Uma coisa, e isto é verdade e isto quero dizer: antes de vir para cá, eu estava me retirando. Ou seja, quando voltasse para Buenos Aires, combinara com o núncio de fazer a terna para que no final desse ano (2013), assumisse o novo arcebispo. Tinha a cabeça focada nos confessionários das igrejas onde iria trabalhar. Inclusive estava no projeto de passar dois ou três dias em Luján e o resto em Buenos Aires, porque Luján para mim me diz muito, e as confissões em Luján são uma graça. Quando vim para cá, tive que começar tudo de novo. E uma coisa eu me disse desde o primeiro momento: “Jorge não mudes, segue sendo você mesmo, porque mudar nesta tua idade te tornaria ridículo”. Por isso tenho mantido o que fazia em Buenos Aires. Com os erros que isto pode ter. Mas prefiro andar assim como sou. Evidentemente, isto produziu algumas mudanças nos protocolos, não nos oficiais porque estes eu observo bem. Mas meu modo de ser mesmo nos protocolos é o mesmo que em Buenos Aires, ou seja, esse “não mudes” enquadrou bem a minha vida.
Na volta da Coreia do Sul, respondendo a uma pergunta o senhor disse que em dois ou três anos esperava “ir à casa do Pai” e muitas pessoas ficaram preocupadas com o seu estado de saúde, pensando que estava doente ou algo parecido. Como o senhor está? Como se sente? Eu o vejo muito bem…
Tenho os meus achaques e nesta idade se sentem os achaques. Mas estou nas mãos de Deus, até agora consigo levar um ritmo de trabalho mais ou menos bom.
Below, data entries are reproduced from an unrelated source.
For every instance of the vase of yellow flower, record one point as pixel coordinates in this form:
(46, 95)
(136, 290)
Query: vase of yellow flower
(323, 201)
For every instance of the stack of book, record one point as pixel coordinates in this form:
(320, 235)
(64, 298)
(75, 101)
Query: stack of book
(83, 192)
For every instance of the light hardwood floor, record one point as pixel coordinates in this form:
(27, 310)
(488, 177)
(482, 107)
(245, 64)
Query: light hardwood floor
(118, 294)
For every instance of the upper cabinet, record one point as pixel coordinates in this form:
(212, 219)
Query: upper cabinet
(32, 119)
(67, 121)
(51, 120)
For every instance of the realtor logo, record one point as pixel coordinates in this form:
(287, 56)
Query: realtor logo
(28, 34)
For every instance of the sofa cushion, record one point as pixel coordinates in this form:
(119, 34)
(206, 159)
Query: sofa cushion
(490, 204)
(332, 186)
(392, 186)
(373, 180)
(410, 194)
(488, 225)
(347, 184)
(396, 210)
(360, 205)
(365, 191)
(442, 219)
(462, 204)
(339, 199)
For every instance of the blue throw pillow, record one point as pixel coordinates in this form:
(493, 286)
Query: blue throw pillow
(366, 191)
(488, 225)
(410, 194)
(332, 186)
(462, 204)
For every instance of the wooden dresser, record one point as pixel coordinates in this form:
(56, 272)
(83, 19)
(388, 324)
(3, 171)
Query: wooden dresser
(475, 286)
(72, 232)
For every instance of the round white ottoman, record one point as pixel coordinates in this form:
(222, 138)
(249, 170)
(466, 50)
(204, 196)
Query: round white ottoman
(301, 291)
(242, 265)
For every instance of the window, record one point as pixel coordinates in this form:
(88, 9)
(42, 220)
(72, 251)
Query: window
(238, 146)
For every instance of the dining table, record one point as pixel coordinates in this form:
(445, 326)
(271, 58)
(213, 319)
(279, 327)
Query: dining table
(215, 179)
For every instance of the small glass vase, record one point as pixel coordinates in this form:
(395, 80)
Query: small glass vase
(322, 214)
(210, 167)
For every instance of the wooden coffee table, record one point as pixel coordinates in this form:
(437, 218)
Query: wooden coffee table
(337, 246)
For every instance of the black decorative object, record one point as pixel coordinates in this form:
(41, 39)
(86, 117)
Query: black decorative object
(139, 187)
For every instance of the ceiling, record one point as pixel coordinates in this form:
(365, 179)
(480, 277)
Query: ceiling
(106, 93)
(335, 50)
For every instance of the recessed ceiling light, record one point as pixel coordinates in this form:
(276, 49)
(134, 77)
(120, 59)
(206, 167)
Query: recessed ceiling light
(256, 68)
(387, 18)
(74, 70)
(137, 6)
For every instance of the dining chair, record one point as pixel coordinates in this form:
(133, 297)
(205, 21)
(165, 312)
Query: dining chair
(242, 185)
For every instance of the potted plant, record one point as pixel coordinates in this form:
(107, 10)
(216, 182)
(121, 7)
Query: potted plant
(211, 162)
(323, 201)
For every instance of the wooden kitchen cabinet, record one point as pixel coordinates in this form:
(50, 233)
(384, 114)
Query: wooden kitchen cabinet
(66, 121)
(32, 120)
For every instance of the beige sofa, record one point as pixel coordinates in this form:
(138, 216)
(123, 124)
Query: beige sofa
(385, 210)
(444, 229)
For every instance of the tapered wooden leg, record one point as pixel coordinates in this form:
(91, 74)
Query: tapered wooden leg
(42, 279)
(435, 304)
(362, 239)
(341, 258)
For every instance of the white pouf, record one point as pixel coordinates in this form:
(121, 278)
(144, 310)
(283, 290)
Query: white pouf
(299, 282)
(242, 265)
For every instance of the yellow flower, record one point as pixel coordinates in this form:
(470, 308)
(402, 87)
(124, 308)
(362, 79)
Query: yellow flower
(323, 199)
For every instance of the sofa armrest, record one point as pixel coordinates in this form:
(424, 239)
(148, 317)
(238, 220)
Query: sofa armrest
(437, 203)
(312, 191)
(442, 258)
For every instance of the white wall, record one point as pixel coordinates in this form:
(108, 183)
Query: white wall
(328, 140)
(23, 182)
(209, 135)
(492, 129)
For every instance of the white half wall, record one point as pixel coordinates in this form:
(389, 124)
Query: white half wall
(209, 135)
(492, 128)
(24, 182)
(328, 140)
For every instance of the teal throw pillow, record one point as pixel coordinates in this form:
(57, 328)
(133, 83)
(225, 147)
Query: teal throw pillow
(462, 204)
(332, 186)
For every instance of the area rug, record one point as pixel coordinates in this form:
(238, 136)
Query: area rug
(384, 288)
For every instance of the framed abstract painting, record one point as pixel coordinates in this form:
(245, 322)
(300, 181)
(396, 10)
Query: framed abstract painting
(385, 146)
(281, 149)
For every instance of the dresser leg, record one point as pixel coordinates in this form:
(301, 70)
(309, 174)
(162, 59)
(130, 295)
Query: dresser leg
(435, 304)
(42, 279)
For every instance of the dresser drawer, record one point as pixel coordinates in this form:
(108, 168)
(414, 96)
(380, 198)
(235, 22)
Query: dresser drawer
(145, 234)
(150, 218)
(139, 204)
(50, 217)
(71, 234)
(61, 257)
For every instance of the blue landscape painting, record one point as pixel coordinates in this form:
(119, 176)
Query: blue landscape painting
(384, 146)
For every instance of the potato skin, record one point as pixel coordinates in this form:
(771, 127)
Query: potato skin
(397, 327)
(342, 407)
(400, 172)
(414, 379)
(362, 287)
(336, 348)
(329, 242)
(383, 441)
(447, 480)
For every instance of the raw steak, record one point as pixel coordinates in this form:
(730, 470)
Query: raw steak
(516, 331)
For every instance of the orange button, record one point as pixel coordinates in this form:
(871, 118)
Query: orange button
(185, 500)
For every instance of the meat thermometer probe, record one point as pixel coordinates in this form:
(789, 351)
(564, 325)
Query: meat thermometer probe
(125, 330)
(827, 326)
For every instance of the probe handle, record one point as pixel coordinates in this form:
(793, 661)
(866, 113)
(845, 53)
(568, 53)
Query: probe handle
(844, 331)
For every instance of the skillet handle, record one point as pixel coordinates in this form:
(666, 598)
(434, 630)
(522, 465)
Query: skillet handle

Um setor conservador nos EUA acha que o senhor tirou o cardeal tradicionalista norte-americano Raymond Leo Burke do Supremo Tribunal da Assinatura Apostólica por ser o líder de um grupo de resistência a qualquer tipo de mudança no sínodo dos bispos… É verdade?
Um dia o cardeal Burke me perguntou o que iria fazer, já que eu não o confirmara no cargo, na parte jurídica, estava com a fórmula donec alitur provideatur (“até que se disponha outra coisa”). E lhe disse: “Dê-me um pouco de tempo porque no G-9 se está pensando na reestrugução jurídica”, e lhe expliquei que ainda não havia nada feito e que se estava pensando. E depois surgiu a questão da Ordem de Malta e aí tinha a necessidade de um americano vivo, que pudesse se mover neste âmbito e me ocorreu o nome dele para esse cargo. Eu lhe propus isto muito antes do sínodo. E lhe disse: “Isto vai ser depois do sínodo porque quero que o senhor participe do sínodo como chefe de dicastério” porque como capelão de Malta não podia. E bem, me agradeceu muito, em bons termos e aceitou. Até gostou, me parece. Porque ele é um homem de mover-se muito, de viajar e ai vai ter trabalho. Ou seja, não é certo que o tirei pela maneira como se comportou no sínodo.
O senhor tem planos para o seu 78º aniversário, no dia 17 de dezembro? Vai festejar com os barboni (sem teto) como no ano passado?
Não convidei os barboni. Quem os trouxe foi o esmoleiro. E foi um gesto bom. Aí se construiu o mito de que eu tomara o café da manhã com os barboni. Mas eu tomei o café da manhã com todas as pessoas da casa e estavam aí barboni. São essas coisas folclóricas que se criam de mim… Como o aniversário cai num dia em que não tenho missa na capela, porque é quarta-feira e tem a audiência geral, vamos almoçar juntos com todos os empregados da casa. Para mim, vai ser um dia totalmente normal. como todos os outros dias.